Nie podoba się im to, że operator, aby doprowadzić światłowód do zainteresowanych usługą domów stawia drewniane słupy do ich podwieszania. Denerwują się, bo niedawno na Jędrzychowie zlikwidowano napowietrzną sieć elektryczną. Wraz z nią usunięto betonowe słupy, a teraz pojawiają się drewniane.
Mieszkańcy Jędrzychowa sceptycznie podchodzą do urzędowych wyjaśnień mówiących o braku miejsca na instalację w rurach ziemnych. Na ulicy Krzywej i Podwójnej są pobocza, choć miejscami wąskie.
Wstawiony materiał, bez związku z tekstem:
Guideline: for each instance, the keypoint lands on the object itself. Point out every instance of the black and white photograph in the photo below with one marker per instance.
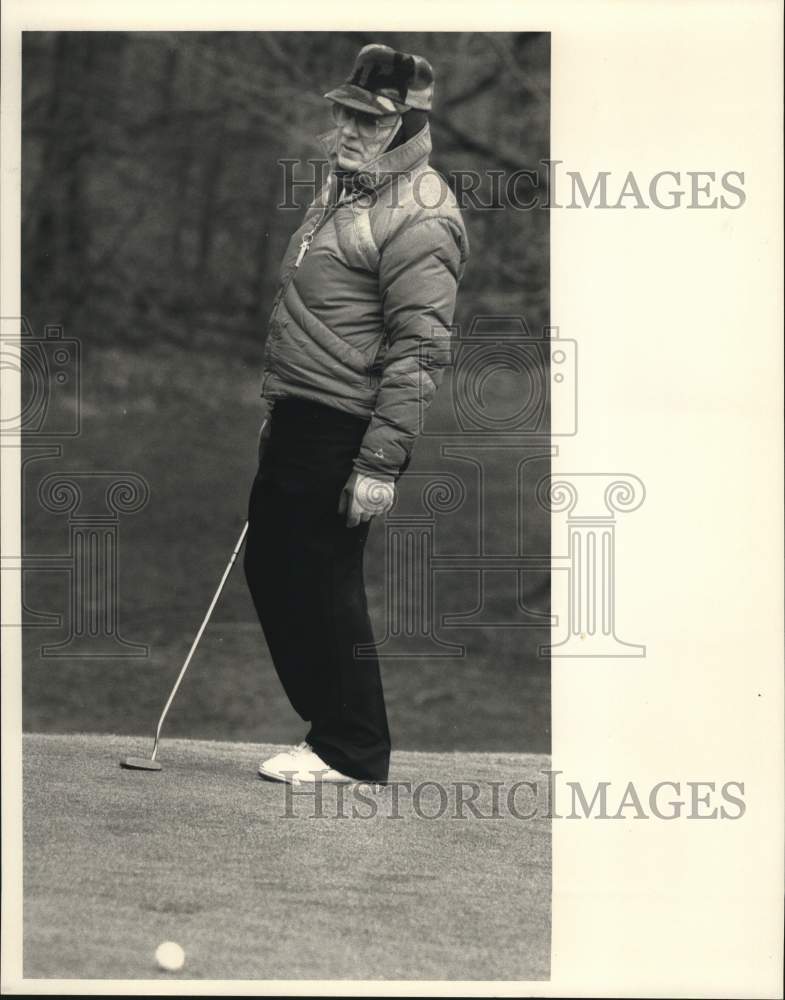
(391, 500)
(287, 609)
Wskazują też, że światłowód można położyć przy pomocy lżejszego sprzętu budowlanego, a w razie konieczności przekopać się pod jezdnią maszyną przyciskową, tzw. kretem. Podejrzewają, że decyzja była zdeterminowana względami ekonomicznymi. Tak jest po prostu taniej.
Urzędnicy z zielonogórskiego magistratu tłumaczą gazecie, że to wyjątkowa sytuacja, spowodowana brakiem możliwości dojścia doziemnego wskutek braku miejsca na posadowienie studni telekomunikacyjnej oraz bardzo małą szerokością pasa drogowego. W tej sytuacji alternatywą byłaby jedynie rezygnacja z budowy niektórych odcinków a w konsekwencji brak możliwości podłączenia abonentów.